Sobre este supuesto escribió el hermano del general Miller, si (if) los españoles hubieran destruido a los libertarios y todos sus jefes hubieran perecido, aparecerían otros jefes, otros patriotas “que sucesiva o simultáneamente se habrían formado, los habrían hostilizado perpetuamente y los habrían consumido, …, aunque el país se hubiese reducido a escombros y la miseria se hubiese hecho sentir hasta los puntos más remotos, la causa de la independencia habría triunfado infaliblemente.” (Miller, s.f., p. 188).

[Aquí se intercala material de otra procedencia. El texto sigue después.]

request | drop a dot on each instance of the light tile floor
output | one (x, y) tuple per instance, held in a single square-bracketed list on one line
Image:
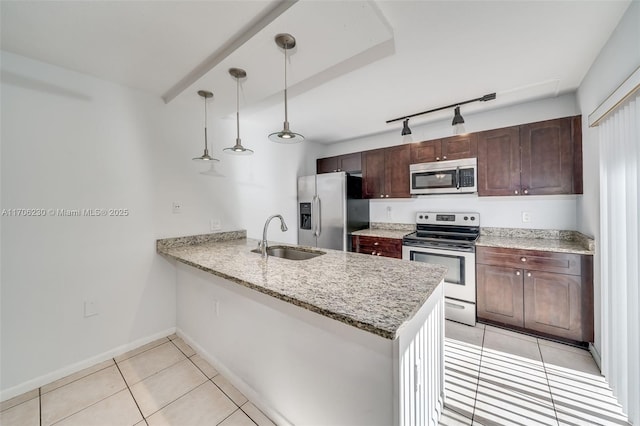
[(498, 377), (162, 383), (493, 377)]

Desde el punto de vista táctico, el virrey cometió el error de utilizar todas sus fuerzas en un ataque frontal sin resguardar su reserva. Revela esa decisión la petulancia u orgullo de La Serna luego de la reducida victoria en el combate de Corpahuaico. Presuntuosamente atacó con heroísmo al frente de la infantería donde resultó herido y terminó prisionero de los patriotas.
La organización para la defensa de Sucre fue acertada ya que no necesitaba guardaflancos porque las características del terreno resguardaban sus alas. El ascendiente de sus jefes subordinados sobre las tropas puso de manifiesto su capacidad en el comando.
Mucho se ha escrito acerca de la “batalla arreglada” o de la “traición de Ayacucho”, “Il vero” en la Historia tal vez sea impreciso por los memorialistas y le falte consistencia en el “certo” (Vico). Esa consistencia la intenta hacer el historiador cotejando las memorias; en el caso de Ayacucho existen pocas y de ellas se destacan por cierta objetividad, la de Miller entre los patriotas y la de García Camba entre los españoles. En las dos versiones se resalta la total entrega de ambos contendientes a sus respectivas causas, con tal vigor y convicción que quedaron más de 2000 cadáveres en el Rincón de los Muertos (Ayacucho).